I read the famous “On the cruelty of really teaching computing science” by E. W. Dijkstra today. The “abstract program”, built free from the notions of the model it’s executed on but entirely within the symbolds of the language is defined it is fascinating and feels like a “language” of sorts. A language purely for symbolic manipulation, the program more close to a formula as the essay describes it. Correctness defined in the abstract terms of adherence to the specification rather than “works for this input” and “produces that output”.

An “error-free” program is then one that is “maintenance” free, for unless the specification changes, the program remains correct. The better programmer is one who is the better manipulator of these symbols and can use symbols that are then composites of other symbols, building on a “vocabulary” of logic itself.

I agree with the spirit of the idea and that the algorithm or the formula is always paramount, especially for a learner, but for someone more advanced, the execution model and it’s details also begin to matter. For once you cannot improve anything on the formula, understanding of the execution model gives you tools to still improve the program. The decoupling is impossible if you begin to think of symbols as assembly instructions, hence the abstract program cannot go beyond the “abstraction” of the language it’s defined in.

The simplication/allusion/anthropomorphization is a plague and a simple example can be seen in the typedef article. The simplification is unable to cover the “specification” of typedef, rather just a subset of the “operations” possible with it. The specification is a precedes operation and the full set of operations ( I view an operation as a tuple of input and outputs ) can simply be understood as a set definition from the specification itself.

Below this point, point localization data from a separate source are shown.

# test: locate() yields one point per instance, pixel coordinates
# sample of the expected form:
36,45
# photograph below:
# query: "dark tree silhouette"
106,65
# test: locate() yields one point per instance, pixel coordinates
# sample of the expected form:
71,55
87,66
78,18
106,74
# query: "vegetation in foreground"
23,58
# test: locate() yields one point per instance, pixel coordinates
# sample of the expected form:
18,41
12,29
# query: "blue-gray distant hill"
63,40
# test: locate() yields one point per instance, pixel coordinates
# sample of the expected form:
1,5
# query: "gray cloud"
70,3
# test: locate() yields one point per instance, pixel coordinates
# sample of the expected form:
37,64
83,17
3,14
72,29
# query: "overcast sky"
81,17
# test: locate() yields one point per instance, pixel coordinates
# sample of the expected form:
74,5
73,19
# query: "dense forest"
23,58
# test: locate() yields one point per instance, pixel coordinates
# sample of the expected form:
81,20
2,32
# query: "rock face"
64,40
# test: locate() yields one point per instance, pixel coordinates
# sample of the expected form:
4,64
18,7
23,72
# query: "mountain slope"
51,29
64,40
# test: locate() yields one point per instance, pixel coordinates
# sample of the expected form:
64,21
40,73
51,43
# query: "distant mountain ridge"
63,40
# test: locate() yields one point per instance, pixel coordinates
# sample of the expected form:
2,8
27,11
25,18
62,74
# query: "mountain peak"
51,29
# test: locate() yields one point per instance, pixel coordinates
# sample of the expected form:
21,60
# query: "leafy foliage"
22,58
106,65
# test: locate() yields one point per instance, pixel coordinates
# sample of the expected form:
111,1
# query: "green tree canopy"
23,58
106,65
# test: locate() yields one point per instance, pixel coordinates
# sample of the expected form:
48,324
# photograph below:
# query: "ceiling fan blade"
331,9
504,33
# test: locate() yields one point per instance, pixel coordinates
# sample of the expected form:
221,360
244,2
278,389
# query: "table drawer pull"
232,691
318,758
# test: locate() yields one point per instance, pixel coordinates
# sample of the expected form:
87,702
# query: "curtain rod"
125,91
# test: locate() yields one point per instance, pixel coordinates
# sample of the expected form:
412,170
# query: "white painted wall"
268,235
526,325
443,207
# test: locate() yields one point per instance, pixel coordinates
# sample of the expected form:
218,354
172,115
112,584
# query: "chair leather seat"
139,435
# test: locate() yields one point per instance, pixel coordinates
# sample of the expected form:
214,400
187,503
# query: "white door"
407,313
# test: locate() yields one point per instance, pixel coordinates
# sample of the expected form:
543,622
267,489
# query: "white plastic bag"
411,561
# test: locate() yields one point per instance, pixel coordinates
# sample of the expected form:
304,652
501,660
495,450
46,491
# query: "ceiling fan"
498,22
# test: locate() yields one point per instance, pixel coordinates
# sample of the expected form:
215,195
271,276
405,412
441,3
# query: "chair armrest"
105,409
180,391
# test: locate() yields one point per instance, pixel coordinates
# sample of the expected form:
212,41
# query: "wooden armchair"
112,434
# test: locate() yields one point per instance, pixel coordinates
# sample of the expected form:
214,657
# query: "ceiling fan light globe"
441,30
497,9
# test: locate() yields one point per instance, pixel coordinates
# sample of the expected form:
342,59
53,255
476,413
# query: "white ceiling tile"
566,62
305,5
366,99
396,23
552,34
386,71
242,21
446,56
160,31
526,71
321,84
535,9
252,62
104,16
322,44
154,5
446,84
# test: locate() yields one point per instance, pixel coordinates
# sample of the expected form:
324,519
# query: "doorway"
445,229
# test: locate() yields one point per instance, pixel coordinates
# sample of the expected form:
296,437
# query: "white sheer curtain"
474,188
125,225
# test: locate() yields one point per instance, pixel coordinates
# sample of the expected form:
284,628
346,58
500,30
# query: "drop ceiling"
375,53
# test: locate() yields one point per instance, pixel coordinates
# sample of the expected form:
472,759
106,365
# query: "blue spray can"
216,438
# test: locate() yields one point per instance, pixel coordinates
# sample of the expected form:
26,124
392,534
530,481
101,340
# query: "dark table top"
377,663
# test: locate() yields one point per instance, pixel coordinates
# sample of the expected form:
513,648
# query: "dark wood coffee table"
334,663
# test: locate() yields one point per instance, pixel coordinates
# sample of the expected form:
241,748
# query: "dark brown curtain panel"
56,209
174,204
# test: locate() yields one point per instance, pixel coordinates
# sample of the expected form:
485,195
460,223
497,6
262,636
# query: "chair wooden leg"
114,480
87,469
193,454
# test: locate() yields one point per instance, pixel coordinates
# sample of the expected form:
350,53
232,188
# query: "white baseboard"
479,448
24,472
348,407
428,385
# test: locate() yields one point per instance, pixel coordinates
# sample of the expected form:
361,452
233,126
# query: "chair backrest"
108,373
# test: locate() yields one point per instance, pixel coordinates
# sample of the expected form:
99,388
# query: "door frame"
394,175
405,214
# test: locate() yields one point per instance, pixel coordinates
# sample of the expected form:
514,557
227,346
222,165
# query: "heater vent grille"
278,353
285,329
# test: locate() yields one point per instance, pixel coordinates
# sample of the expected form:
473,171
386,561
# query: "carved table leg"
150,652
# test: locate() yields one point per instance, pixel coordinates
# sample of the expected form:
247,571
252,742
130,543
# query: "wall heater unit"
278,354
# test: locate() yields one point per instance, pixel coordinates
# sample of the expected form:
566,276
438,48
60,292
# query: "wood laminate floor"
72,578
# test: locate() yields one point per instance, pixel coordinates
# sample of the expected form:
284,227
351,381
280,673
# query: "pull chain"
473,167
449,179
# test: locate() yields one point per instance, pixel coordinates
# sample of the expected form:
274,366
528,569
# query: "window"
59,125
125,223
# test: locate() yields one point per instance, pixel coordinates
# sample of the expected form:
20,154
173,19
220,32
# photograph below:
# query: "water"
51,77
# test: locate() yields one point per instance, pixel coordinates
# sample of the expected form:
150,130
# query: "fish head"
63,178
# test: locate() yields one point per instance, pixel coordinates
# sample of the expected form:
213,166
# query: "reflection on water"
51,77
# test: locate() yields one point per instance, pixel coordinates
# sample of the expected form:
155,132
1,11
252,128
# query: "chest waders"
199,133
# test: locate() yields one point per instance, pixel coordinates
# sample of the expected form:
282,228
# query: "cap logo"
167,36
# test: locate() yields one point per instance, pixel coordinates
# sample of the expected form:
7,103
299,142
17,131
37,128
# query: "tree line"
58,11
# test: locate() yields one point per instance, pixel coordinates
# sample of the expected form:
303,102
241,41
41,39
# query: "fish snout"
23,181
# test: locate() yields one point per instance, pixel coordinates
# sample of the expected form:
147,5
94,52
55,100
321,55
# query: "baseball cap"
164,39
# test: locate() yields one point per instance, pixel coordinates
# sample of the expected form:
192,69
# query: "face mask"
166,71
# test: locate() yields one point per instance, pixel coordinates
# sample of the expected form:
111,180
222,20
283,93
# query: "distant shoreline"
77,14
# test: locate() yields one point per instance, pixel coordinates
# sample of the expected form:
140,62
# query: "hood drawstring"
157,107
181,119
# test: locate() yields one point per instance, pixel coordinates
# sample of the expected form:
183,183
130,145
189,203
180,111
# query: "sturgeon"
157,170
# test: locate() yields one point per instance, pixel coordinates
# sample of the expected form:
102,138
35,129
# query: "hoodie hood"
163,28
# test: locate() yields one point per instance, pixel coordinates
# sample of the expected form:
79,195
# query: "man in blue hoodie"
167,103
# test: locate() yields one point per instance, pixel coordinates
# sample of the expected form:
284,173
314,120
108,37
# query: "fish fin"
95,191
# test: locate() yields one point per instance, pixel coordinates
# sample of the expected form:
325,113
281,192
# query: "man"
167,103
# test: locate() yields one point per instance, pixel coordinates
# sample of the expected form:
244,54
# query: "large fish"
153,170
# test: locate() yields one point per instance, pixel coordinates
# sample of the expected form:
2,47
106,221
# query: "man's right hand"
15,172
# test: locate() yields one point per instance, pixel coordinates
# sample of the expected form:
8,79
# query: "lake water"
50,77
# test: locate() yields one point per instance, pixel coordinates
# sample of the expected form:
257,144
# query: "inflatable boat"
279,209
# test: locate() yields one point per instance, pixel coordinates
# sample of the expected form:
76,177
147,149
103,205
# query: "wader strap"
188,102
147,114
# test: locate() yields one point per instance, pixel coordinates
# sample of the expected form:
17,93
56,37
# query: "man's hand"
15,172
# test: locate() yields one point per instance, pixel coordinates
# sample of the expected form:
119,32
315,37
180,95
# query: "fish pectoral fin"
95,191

For example, explaining typedef int myint; defines an operation on typedef and all I know is that I can use myint in place of int. As far as the usage of typedef as a symbol in my abstract program goes, I have no greater understanding of it the one operation specified. An incorrect way to rectify it is an attempt at expanding it to other types as well and trying to extrapolat ( basically guess ) when seeing an even newer case, and still never having an understanding of the full set of operations possible.

Note that an analogy or relation to a different idea in a different field is different from a “coerced allusion”. Algorithms are universel and in fact such relations, wherever apt, only allow you to gain a greater understanding of the gestalt. Though it’s important to be aware of when you are mangling and a don’t have a simple litmus test for it other than “feeling”.

Instead, if typedef is defined as a specification, that takes a declaration and allows it to be referred to by a new name, then this gives you an idea of the full set of operations, and it’s meaning in the abstract program. It is also vasly simpler over going through the multiple operations and if effectively a greater understanding of the symbol itself in context of the language.

The focus on specification and comparison of the formula with the specification also introduces and bakes in the the practice of knowing the requirements aka tranformation set first and then write the formula for the transformation. I’ve personally done this formula creation in the manner where I program without much thinking and then go through a phase of multiple runs, debuggers, print to sort of absent mindedly use the “operation mode” to glue together and “fit” the formula. This is something that is simply not possible in the abstract program.